Setting up a Hadoop cluster on Windows using Docker and WSL2
I wanted to setup a Hadoop cluster as a playground on my Windows 10 laptop. I thought that using Docker with the new WSL2 (Windows Sub-system Linux version 2) included in Windows 10 version 0420 could be a solution. Indeed Docker can use WSL2 to run natively Linux on Windows. I basically followed the tutorial How to set up a Hadoop cluster in Docker that is normally designed for a Linux host machine running docker (and not Windows).
1. Install Docker on Windows
I’m currently using docker desktop version 2.3.0.3 from the stable channel. But any version that supports WSL2 should work. The corresponding engine version is 19.03.8 and docker-compose version is 1.25.5:
You can confirm that docker is running properly by launching a web server:
docker run -d -p 80:80 --name myserver nginx
2. Setting up Hadoop cluster using Docker
Use git to download the the Hadoop Docker files from the Big Data Europe repository:
git clone git@github.com:big-data-europe/docker-hadoop.git
Deploy the docker cluster using the command:
docker-compose up -d
You can check that the containers are running using:
docker ps
You can also double check with the Docker dashboard:
And the current status can also be checked using the web page http://localhost:9870:
3. Testing the Hadoop cluster
We will test the Hadoop cluster running the Word Count example.
- Open a terminal session on the namenode
docker exec -it namenode bash
This will open a session on the namenode for the root user.

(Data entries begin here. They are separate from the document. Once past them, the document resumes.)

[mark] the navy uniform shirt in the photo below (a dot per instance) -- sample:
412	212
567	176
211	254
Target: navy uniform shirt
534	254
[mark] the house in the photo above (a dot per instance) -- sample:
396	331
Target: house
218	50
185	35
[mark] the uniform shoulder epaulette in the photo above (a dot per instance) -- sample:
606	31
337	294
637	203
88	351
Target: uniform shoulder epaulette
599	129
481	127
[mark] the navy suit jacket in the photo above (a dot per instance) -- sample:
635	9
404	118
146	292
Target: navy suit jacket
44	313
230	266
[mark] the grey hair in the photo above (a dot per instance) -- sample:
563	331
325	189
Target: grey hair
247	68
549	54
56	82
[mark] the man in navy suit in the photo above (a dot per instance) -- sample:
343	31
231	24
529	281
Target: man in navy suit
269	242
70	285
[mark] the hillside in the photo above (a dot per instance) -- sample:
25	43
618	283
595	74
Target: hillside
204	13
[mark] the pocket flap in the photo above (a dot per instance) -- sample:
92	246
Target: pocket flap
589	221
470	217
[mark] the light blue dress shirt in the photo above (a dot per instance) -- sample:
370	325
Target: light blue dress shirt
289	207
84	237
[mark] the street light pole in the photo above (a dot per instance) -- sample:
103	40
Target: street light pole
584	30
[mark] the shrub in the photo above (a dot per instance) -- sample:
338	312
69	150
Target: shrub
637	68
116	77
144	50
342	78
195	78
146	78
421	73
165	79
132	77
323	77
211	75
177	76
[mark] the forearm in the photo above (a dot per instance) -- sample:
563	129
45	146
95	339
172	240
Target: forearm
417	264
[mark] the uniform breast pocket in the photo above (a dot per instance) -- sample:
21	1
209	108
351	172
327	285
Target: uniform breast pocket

- Create some simple text files to be used by the wordcount program
cd /tmp mkdir input echo "Hello World" >input/f1.txt echo "Hello Docker" >input/f2.txt
- Create a hdfs directory named inut
hadoop fs -mkdir -p input
- Put the input files in all the datanodes on HDFS
hdfs dfs -put ./input/* input
-
Download on the host pc (e.g in the directory on top of the hadoop cluster directory) the word count program from this link
- Run the command below in a terminal on the Windows host to identify the namenode container id:
docker container ls
- Use the command below on the Windows host to copy the word count program in the namenode container:
docker cp ../hadoop-mapreduce-examples-2.7.1-sources.jar afb235f8629c:/tmp
- Run the word count program in the namenode:
hadoop jar hadoop-mapreduce-examples-2.7.1-sources.jar org.apache.hadoop.examples.WordCount input output
The program should display something like:
- Print the output of the word count program
hdfs dfs -cat output/part-r-00000
- Shutdown the Hadoop cluster by running on the Windows host
docker-compose down
That’s all !